Amid all the unanswered questions surrounding Kobe Bryant’s health or even if he will play in tonight’s game against the Miami Heat at Staples Center, the Lakers seem intent on one thing.
The Lakers currently have not discussed yet the possibility of sitting Bryant for the rest of the 2014-15 season.
“This is going to be game-by-game and will be that way until the end of the season,” Lakers coach Byron Scott said after Tuesday’s morning shootaround at the Lakers’ practice facility in El Segundo. “If we ever decide to shut it down for the rest of the season, we haven’t gotten near that point at this particular point of time. We continue to go day-by-day.
Bryant attended the Lakers’ morning shootaround, but spent all of that time receiving treatment. Bryant did not speak to reporters, but Scott reported that Bryant said “he feels fine.” At least fine enough that Scott said he would play Scott if the Lakers were hosting a matinee game. But with the Lakers tipping off at 7:30 p.m., Scott still labeled Bryant’s playing status as a “game-time decision.”
“He’s a little more energized,” Scott said. “That’s going by what I see and what I hear and when I talk to him.
Bryant has sat the past two games and has missed three of the last four contests. Scott stressed that the 36-year-old Bryant does not feel any soreness in his left Achilles tendon and left knee, two injuries that sidelined him last season for all but six games. Instead, Scott said Bryant has “general body soreness.”
Bryant averaged 24.6 points on a career-low 37.2-percent clip in 35.4 minutes through the Lakers’ first 27 games. But after going through a five-game stretch averaging 20.6 points on a 29.2-percent clip, Bryant sat three consecutive games in late December. Before his recent absence, Bryant became a facilitator and averaged 17 points on 40.9-percent shooting and eight assists in 31.4 minutes. Scott also plans to limit Bryant’s minutes to under 32 and will rest him on at least game of the Lakers’ eight remaining back-to-back sets.

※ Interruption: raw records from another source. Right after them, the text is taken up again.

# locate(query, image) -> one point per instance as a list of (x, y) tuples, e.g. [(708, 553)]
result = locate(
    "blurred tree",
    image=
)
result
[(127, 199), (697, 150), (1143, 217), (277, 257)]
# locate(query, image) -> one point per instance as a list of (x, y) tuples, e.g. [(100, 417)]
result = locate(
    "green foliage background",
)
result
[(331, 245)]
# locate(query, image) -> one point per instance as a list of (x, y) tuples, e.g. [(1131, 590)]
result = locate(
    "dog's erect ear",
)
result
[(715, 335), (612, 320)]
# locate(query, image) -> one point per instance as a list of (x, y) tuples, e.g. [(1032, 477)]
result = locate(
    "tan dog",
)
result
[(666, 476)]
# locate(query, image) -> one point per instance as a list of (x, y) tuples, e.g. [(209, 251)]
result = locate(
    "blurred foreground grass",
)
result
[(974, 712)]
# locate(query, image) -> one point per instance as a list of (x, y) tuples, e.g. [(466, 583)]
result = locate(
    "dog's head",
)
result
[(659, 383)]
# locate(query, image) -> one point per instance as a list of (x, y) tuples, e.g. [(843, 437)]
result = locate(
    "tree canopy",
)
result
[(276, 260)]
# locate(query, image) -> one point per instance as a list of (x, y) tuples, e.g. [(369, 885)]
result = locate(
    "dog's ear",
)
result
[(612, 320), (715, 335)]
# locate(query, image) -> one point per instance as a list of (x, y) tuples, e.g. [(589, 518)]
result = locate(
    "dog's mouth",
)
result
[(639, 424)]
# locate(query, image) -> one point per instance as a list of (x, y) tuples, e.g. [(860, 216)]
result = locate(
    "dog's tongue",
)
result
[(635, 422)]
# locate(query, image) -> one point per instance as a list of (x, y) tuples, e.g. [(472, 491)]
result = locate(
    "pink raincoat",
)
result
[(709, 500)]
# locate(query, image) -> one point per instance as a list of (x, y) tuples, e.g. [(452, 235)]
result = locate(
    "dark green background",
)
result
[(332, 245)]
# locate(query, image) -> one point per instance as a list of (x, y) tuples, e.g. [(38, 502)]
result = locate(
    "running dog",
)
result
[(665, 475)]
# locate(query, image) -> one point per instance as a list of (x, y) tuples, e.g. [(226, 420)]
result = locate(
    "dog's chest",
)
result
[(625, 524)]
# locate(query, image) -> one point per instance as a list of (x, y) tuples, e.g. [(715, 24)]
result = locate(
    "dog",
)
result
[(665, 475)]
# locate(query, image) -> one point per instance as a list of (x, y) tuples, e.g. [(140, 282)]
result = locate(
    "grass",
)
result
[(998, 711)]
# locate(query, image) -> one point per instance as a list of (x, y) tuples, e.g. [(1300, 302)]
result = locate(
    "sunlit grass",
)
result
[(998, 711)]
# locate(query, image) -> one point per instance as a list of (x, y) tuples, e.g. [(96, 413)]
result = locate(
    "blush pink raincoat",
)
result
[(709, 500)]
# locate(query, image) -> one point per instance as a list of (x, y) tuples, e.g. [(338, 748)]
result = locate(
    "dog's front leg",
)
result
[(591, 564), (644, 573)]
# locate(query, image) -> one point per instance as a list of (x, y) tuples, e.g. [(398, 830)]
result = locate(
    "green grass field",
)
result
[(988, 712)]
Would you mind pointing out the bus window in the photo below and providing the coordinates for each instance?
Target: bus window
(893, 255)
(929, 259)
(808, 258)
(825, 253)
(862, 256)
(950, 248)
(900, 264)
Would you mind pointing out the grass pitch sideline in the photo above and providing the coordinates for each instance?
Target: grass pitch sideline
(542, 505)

All of which has sparked Scott and Bryant to have continuous dialogue with each other as well as Lakers head athletic trainer and general manager Mitch Kupchak. Scott reported that Kupchak has kept Lakers president Jeanie Buss and vice president of player personnel Jim Buss on how they will handle Bryant moving forward.
“It’s been good. Most of it has been trying to preserve him as much as possible,” Scott said. “That’s the biggest thing to be honest with you to make sure he gets through this season healthy and get ready for the next season as well. What we want to do with one year remaining on his contract is make sure he can play as much as possible that year. The more minutes I play him is the worst thing to do.”